Reaction – “We believe today’s Chapter 11 filing, in conjunction with the United asset purchase agreement, is the best path forward for our employees, customers and vendors. We plan to accommodate the needs of our customers to the greatest degree possible through our sales and customer service teams.”
– William L. Fraim, CEO, AcuSport
What’s next? – Softness in the firearms industry could have ramifications in the middle of the supply chain, not just at the manufacturer level. The AcuSport story could be a cautionary tale that sparks other distributors to proactively seek a merger or sell to a larger buyer with enough capital to withstand a downward sales cycle or tightened credit market. “You’re probably going to see more consolidation and you’re probably going to see others that are on shaky standing say, ‘Hey, we’ve got to start [M&A] negotiations before we end up walking down the bankruptcy aisle,’” said gun industry analyst Brian Rafn.
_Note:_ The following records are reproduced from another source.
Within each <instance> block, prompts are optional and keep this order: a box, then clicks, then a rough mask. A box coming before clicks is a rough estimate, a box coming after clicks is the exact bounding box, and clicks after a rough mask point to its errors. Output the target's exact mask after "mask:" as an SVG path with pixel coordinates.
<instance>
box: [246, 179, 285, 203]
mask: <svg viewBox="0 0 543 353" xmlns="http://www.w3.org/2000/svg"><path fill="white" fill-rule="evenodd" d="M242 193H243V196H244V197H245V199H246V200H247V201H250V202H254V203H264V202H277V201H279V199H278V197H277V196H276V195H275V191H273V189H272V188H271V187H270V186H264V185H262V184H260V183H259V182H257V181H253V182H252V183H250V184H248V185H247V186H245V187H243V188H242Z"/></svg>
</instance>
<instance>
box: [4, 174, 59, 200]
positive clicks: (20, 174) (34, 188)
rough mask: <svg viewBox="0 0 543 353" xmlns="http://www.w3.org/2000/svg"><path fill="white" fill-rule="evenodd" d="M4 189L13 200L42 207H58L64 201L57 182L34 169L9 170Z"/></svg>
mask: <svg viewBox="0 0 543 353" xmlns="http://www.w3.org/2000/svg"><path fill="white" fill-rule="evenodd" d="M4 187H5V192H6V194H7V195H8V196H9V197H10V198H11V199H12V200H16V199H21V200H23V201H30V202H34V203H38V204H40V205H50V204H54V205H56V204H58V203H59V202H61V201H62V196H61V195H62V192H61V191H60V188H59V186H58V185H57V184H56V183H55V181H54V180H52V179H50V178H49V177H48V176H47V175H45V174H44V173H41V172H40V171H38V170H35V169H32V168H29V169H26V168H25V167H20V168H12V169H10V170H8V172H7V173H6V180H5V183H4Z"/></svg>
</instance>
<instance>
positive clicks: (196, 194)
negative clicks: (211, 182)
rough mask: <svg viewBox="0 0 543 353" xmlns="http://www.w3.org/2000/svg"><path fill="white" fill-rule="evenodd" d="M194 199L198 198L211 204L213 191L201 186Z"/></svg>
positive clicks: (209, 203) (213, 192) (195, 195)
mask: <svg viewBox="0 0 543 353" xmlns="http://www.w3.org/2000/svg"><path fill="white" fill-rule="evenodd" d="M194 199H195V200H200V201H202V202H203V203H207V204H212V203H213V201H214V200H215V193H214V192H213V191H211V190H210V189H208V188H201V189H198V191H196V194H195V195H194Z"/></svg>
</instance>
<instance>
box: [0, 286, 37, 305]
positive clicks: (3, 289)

The 411 – Canadian Tire Corporation Ltd. agreed to purchase Helly Hansen, the maker of sportswear and workwear based in Oslo, Norway, for C$985 million (US$771 million). Canadian Tire will acquire the company from Ontario Teachers’ Pension Plan, which owns and operates the Helly Hansen brands and related businesses. Founded in 1877, Helly Hansen’s core categories include sailing, skiing, mountain, urban, rainwear and workwear. With wholesale and retail distribution capabilities, the brand sells to more than 40 countries.
Reaction – “We’ve been really focused on the brand and the people and making sure we’re consistent on our strategy—the combination of focus and financial discipline, but really investing in the brand design and development. We are on a five- to 10-year journey to transform this business. It’s gone well so far and I think we have the ability to go further.”
– Paul Stoneham, CEO, Helly Hansen (as quoted in an SGB Q&A)
What’s next? – More than what the deal means specifically for Canadian Tire and Helly Hansen—though there’s plenty of speculation about what changes, if any, will happen with the brand—the sale triggered speculation about similar deals happening across the industry. More retailers acquiring brands to gain instant category growth and to survive in the Amazonification of the retail world is entirely possible, according to Nate Pund of Houlihan Lokey. “Retail can’t survive as a third-party seller anymore and needs to own their own brands,” he said. “And it’s cheaper and faster to acquire than to create from scratch.”